If men menstruated, the old joke goes, there’d be a national holiday every 28 days. So have men successfully converted their stress fat into a sexy commodity?

David Kirsch, a celebrity-fitness guru whose clients include Naomi Campbell, Linda Evangelista and Heidi Klum, conceded that Vince Vaughn and the resurgence of more regular-looking guys “have opened it up and made guys a little more at ease. There’s a different attitude: People want to be healthy and want to do cardio, and they are not going to extreme measures.”

Gone too are the days when men lifted weights until they looked like superheroes. “Guys are looking to be natural athletes now. They want to feel good. They don’t want to be shackled to the weight machine. I’m 45 years old; I still have 10 percent body fat, but I don’t want to be the body builder that I was in 1987,” Mr. Kirsch said.

“Guys who are all puffed out, they strike me as insecure people,” said Patrick Creadon, the director of the documentary Wordplay. “They’re like peacocks with their feathers in full bloom, and that just seems like way too much.”

“The hard male body does not ideally come from sitting around in a mirrored, air-conditioned room, wearing tight clothes while another man counts off how many times you’ve lifted a small bar of metal,” said Ms. Ocher. “It comes from war and bear hunting and providing food for your children.”
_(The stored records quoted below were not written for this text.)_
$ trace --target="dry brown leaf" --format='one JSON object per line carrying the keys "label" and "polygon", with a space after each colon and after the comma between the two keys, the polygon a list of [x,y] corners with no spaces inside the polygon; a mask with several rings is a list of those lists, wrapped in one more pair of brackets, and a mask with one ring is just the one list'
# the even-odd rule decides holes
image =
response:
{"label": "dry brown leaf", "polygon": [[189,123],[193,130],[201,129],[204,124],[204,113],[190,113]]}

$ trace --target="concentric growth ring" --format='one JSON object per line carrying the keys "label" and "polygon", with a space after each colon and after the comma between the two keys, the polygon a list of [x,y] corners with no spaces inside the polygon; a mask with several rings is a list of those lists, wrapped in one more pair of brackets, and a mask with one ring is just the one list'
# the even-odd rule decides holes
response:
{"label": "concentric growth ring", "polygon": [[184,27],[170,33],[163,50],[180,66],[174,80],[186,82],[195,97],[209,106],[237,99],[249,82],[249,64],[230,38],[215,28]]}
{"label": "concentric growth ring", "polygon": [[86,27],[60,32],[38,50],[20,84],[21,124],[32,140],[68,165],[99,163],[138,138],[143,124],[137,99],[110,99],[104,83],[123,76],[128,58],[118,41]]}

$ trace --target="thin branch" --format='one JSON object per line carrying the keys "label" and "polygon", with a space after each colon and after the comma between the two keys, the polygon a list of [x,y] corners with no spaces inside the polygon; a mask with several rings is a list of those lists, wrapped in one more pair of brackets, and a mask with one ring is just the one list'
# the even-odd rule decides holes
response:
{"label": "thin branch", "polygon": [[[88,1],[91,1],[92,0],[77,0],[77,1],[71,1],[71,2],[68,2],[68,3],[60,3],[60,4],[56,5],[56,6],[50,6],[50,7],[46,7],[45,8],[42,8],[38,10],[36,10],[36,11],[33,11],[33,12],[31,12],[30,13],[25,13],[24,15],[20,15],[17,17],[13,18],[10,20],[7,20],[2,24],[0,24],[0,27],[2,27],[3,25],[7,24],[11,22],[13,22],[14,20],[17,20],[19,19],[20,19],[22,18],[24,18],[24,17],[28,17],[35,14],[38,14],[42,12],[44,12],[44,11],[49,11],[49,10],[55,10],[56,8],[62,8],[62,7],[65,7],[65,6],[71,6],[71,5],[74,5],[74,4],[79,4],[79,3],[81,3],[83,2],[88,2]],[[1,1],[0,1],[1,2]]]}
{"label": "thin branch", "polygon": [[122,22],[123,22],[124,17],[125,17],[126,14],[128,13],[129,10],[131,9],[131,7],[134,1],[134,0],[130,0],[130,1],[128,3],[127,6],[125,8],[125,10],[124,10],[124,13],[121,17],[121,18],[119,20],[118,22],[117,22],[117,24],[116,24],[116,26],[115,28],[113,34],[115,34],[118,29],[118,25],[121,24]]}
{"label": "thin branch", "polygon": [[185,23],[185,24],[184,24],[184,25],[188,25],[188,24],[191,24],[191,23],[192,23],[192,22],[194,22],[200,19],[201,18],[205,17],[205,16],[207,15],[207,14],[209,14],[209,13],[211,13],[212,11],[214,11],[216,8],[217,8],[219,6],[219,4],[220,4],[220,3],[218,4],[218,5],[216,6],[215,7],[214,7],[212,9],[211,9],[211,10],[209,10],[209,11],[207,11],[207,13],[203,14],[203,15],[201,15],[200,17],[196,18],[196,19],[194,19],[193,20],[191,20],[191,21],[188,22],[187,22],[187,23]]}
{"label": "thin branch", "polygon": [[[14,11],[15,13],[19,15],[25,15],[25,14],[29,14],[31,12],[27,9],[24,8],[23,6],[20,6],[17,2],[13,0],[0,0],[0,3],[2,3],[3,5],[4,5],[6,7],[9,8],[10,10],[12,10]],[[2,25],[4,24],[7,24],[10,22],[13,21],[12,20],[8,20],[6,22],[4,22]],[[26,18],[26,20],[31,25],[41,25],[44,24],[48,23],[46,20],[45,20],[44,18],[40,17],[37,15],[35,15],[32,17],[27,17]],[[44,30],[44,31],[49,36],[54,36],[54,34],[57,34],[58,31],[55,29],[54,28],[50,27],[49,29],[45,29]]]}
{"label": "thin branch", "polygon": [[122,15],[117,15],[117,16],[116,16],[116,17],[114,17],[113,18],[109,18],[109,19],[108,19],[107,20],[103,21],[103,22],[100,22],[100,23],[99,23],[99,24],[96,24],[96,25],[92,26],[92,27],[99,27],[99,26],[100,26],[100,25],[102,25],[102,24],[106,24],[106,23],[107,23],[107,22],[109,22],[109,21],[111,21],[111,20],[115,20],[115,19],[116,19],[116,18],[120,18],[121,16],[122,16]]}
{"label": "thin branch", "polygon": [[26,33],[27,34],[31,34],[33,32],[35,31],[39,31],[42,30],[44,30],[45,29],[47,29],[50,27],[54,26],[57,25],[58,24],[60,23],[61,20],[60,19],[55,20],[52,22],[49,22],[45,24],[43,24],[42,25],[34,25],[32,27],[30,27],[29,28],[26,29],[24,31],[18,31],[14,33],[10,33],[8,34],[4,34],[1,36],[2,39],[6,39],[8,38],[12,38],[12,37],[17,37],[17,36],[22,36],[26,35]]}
Just like Goldilocks, there does seem to be a little not-too-much, not-too-little sentiment among possible suitors. “The East Village is full of those guys who are 25 years old and 95 pounds,” said a 22-year-old Upper East Side resident named Daniel. “You want to say, ‘Eat a sandwich!’”

“If women have issues with their weight, they don’t want their men to be sticks,” said Mr. Kirsch. “But my girls want their guys to have good asses—they don’t want them flubbery. I think men and women are meeting in the middle. They want the same thing: They want them to be healthy and lean—not necessarily Kate Moss or Brad Pitt.”

JILL AND MICHAEL, A TRENDYISH-LOOKING COUPLE strolling through the Greenmarket last Friday, seemed to embody, literally, the whole man-flab acceptance movement. “He’s my ideal,” said Jill. “He’s big and strong and has something to grab onto. It’s the whole being-protected thing—not that I think about that consciously. You want to be with someone who can protect you.”

“I like to work out. I like to eat. I work for a living, so I don’t have a lot of time to think about those things,” said Michael, who sported a beard and chin-length long hair in addition to a bit of a belly. “I’d rather eat and drink a beer than starve myself to look like some Chelsea boy.”

Which leads us to the constant trend in straight men’s body types: Aren’t they always about 10 years behind the gays? With the advent—and later cooption—of the super-flabby gay-bear movement, aren’t straight guys once again following in the shoes of the gays? There’s a new stereotype to subsume, so off goes the “Chelsea boy,” that overly quaffed, buffed-up, muscle-bound sort who spent as much time at the gym as he did on his skin-care regimen.

“Any guy who I’ve met who’s really put together, their personality reflects all that primping. That’s not a guy to me,” said Maria Sansone, who works in TV. Indeed, the point could be made that a guy who lets it all hang out might be the one more secure in his masculinity.

“My first impression is that they’re gay,” said Jack Dunlea, a strapping 6-foot-3 type, carrying his extra little belly with pride. (He clearly missed the bear era altogether.) “I was sitting on 18th Street as we were waiting for lunch, and next-door is a gym, and they all come out and they’re puffed up like a pigeon and, I don’t know, they’re heading to their gay lover or going out for a rock ’n’ roll Friday afternoon.”

But don’t worry, Christian Bale and Brandon Routh and all you Equinox aerobics boys! Not every New York single gal has been won over by the resurgence of man flab. Katie Doyle, a pretty 21-year-old corporate-media blogger, is so not on board: “Fat rolls are disgusting. Also, I don’t like sweat; I find the presence of sweat embarrassing. Meaty, Vince Vaughn–esque bear men sweat profusely and would potentially sweat on me during sex. I’d rather sew my vagina shut.”